Numérique

Vu, lu, su. Entretien avec Jean-Michel Salaün

Par Jonathan David, responsable du blogue Convergence

Que le web ait profondément transformé nos institutions documentaires, il n’y a aucun doute là-dessus. Néanmoins, une étude détaillée de ces changements profonds nous en révèle davantage sur nos relations avec l’information et le savoir, et notamment sur nos pratiques en matière de recherche et de lecture.

Un petit livre fort intéressant est paru en 2012 à ce sujet: Vu, lu, su. Les architectes de l’information face à l’oligopole du Web. On y observe le web sous l’angle documentaire, plus précisément de l’histoire du document. En tant que média, le web exerce une médiation sur les trois dimensions suivantes: la forme, le contenu et la fonction de transmission. C’est par ces trois chemins que l’on pourra mesurer l’ampleur de l’influence du web sur nos pratiques documentaires.

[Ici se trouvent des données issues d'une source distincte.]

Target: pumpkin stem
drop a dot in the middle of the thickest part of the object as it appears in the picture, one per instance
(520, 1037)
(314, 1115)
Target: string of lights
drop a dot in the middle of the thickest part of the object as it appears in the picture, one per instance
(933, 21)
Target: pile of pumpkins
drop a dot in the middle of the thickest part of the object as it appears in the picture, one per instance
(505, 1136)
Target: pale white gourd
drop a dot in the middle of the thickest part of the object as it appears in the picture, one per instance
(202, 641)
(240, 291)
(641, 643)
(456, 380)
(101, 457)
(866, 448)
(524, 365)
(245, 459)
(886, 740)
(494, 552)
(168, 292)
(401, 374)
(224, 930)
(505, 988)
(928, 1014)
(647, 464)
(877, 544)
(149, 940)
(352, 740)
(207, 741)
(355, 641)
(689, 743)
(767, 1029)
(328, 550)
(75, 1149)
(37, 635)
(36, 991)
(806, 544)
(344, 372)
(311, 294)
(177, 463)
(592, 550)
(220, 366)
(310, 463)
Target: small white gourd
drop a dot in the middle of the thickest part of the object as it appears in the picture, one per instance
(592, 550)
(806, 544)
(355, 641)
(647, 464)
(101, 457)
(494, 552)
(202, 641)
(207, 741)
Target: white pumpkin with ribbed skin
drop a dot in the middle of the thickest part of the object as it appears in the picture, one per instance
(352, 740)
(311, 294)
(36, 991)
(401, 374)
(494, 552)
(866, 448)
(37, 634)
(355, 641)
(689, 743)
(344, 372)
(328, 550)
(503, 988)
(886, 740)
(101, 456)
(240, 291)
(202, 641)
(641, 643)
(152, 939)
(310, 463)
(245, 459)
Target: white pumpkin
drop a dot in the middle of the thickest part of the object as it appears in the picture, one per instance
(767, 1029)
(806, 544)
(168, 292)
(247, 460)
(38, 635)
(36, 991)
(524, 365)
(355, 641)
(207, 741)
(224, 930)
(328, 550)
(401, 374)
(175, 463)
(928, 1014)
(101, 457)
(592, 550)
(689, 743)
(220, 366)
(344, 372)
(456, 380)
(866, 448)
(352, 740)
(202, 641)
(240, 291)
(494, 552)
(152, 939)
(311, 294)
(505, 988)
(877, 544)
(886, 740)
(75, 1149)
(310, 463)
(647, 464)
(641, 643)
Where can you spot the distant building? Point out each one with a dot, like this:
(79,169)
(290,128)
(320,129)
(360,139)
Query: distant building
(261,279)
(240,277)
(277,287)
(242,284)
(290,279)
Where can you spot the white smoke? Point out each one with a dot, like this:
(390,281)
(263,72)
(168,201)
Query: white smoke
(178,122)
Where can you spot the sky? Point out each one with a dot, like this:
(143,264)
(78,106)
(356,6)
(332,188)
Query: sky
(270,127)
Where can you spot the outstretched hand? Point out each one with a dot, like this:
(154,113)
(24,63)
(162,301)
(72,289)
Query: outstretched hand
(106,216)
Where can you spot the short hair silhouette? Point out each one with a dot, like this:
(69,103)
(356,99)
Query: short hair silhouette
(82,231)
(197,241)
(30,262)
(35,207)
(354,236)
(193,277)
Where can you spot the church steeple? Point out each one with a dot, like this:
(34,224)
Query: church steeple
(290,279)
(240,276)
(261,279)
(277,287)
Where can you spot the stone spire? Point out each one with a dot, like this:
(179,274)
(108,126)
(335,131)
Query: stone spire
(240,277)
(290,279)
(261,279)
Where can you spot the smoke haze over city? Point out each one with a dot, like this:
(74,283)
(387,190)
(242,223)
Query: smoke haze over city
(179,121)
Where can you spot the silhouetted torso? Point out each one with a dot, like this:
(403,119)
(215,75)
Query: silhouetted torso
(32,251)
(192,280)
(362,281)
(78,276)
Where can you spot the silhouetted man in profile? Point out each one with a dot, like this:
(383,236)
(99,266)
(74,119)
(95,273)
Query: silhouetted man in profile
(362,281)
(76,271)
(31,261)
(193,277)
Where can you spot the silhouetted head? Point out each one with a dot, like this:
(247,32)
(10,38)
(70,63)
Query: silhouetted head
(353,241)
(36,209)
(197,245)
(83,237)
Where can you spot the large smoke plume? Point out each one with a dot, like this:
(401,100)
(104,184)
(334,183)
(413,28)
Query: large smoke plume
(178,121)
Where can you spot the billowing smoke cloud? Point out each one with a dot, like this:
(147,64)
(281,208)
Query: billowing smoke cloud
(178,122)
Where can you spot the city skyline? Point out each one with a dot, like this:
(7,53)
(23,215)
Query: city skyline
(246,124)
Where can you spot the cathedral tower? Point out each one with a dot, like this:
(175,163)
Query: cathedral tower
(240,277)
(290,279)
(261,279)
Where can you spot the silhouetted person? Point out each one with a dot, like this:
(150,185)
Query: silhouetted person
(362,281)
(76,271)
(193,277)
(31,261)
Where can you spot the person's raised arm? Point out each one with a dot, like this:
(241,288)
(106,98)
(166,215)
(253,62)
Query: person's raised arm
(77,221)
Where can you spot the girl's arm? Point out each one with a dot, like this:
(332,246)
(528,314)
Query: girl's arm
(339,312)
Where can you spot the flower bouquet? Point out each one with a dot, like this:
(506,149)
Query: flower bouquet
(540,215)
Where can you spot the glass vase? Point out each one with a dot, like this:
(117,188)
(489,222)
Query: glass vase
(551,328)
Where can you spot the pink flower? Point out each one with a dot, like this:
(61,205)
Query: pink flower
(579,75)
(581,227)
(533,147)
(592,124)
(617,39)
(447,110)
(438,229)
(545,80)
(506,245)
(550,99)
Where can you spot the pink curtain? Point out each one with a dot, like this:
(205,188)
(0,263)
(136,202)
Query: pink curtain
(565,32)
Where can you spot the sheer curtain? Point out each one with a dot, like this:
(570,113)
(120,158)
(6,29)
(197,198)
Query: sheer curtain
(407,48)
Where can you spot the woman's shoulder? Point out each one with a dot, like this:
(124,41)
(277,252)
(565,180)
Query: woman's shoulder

Pour en savoir davantage sur le sujet, je m’entretiens avec l’auteur, Jean-Michel Salaün.

J.D. – Votre livre propose d’analyser le web à la lumière de la place qu’il occupe dans l’histoire du document. Pour ce faire, vous revenez sur ses grandes institutions (notamment la bibliothèque) et ses différentes mutations. Cette histoire dévoile la similitude du web avec les précédentes tentatives « globales » d’organisation documentaire systématique. Sur quel(s) plan(s) s’en rapproche-t-il ?

J-M.S. – On retrouve dans le web de nombreuses caractéristiques communes aux institutions documentaires. En base-arrière les ressources sont indexées, classées (et même copiées et conservées dans les centres de données) pour pouvoir être retrouvées facilement. En face-avant, l’internaute navigue au travers des ressources, comme le lecteur flâne dans la bibliothèque ou interroge un moteur de recherche comme il consulterait un catalogue de bibliothèque. Tim Berners-lee l’inventeur du web ou les fondateurs de Google se sont explicitement inspirés du modèle de la bibliothèque. Mark Zuckerberg, le fondateur de Facebook, a, lui, copié les albums de portraits des étudiants, un autre outil documentaire rassemblant et classant des personnes, les « documentarisant ».

J.D. – Vous parlez de « réingénierie documentaire» pour caractériser l’influence du web sur notre manière de penser la production et la diffusion des documents. En quoi se distingue-t-il des modèles antérieurs présentés à la question précédente?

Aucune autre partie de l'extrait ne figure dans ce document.